Can the government do something about this? The recent West Bengal example of capsicum and the Amul story give us some inspiration. However, the government has to worry about both the fiscal costs and storage logistics. Grain storage has been challenging enough. What we could do may be a market-making mechanism, in which state-supported cooperatives notionally buy and sell vegetables at a marginal profit. That cannot happen, however, if the consumption is too low, as there would be no takers for the produce. What the government can perhaps do is to blend easier credit facilities with what I would call “proxy pricing” - offering interest rate subventions of the kind offered to exporters and link it to credit for crop insurance. I am just doing some loud thinking here - with the idea that the government should now put experts on the job to fashion a new variant of the Green Revolution.

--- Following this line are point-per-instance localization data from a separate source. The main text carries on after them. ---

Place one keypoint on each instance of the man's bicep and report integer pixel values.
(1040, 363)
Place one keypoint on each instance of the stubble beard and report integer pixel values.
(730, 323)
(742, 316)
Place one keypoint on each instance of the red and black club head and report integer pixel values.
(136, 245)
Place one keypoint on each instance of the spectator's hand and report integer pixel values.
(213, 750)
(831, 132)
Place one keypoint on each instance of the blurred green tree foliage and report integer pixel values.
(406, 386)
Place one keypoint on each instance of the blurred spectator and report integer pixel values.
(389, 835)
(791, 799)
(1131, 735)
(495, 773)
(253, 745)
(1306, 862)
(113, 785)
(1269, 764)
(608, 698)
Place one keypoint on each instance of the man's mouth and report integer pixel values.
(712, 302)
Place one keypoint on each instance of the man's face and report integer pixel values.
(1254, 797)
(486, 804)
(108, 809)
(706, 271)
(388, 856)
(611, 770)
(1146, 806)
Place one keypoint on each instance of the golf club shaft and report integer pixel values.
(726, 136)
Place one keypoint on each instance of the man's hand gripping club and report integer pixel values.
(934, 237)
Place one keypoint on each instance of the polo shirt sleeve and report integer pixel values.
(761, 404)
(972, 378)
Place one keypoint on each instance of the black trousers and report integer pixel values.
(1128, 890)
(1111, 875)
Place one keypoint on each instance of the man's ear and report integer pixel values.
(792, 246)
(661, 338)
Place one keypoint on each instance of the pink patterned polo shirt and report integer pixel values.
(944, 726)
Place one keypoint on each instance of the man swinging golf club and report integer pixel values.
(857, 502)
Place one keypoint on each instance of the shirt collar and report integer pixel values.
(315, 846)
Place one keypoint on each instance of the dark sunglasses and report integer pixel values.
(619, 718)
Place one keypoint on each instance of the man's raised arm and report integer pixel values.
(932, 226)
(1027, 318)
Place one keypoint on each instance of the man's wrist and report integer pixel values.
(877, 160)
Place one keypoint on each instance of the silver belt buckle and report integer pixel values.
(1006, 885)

Agriculture walks a tightrope between the consumer and the farmer. The old adage, “One man's price is another man's income”, needs to be borne in mind because a glut is bad news for the farmer, and so is scarcity, because what she needs is an ideal price-volume combination. Here is where the government needs to start a combination of storage support and fallback price mechanism - and integrate the country in a logistical network to avoid gross divergences in prices that is so common in vegetables.

Beware Of The 'Cobra Effect'

One recalls how Prime Minister Narendra Modi was forced to withdraw controversial bills related to agricultural trade because it was widely perceived as handing over trade to big retailers.

However, a Reserve Bank of India (RBI) study last year said that farmers get only about 33% of the price a retail consumer pays for fruits and vegetables, while it is as high as 70% in the case of dairy products. The Amul model, in which farmers and cooperatives gain significant value, should work if designed well.

There is also the “Cobra Effect” that must be taken note of - a reference in management science to a situation from the British Raj when a government plan to kill cobras with a price incentive for dead snakes led to cobras being bred! Punjab's recent capsicum glut has been linked to government efforts to boost crop diversification. We need an efficient transition from a glut to a middle path where consumers and farmers are in harmony.

(Madhavan Narayanan is a senior editor, writer and columnist with more than 30 years of experience, having worked for Reuters, The Economic Times, Business Standard, and Hindustan Times after starting out in the Times of India Group.)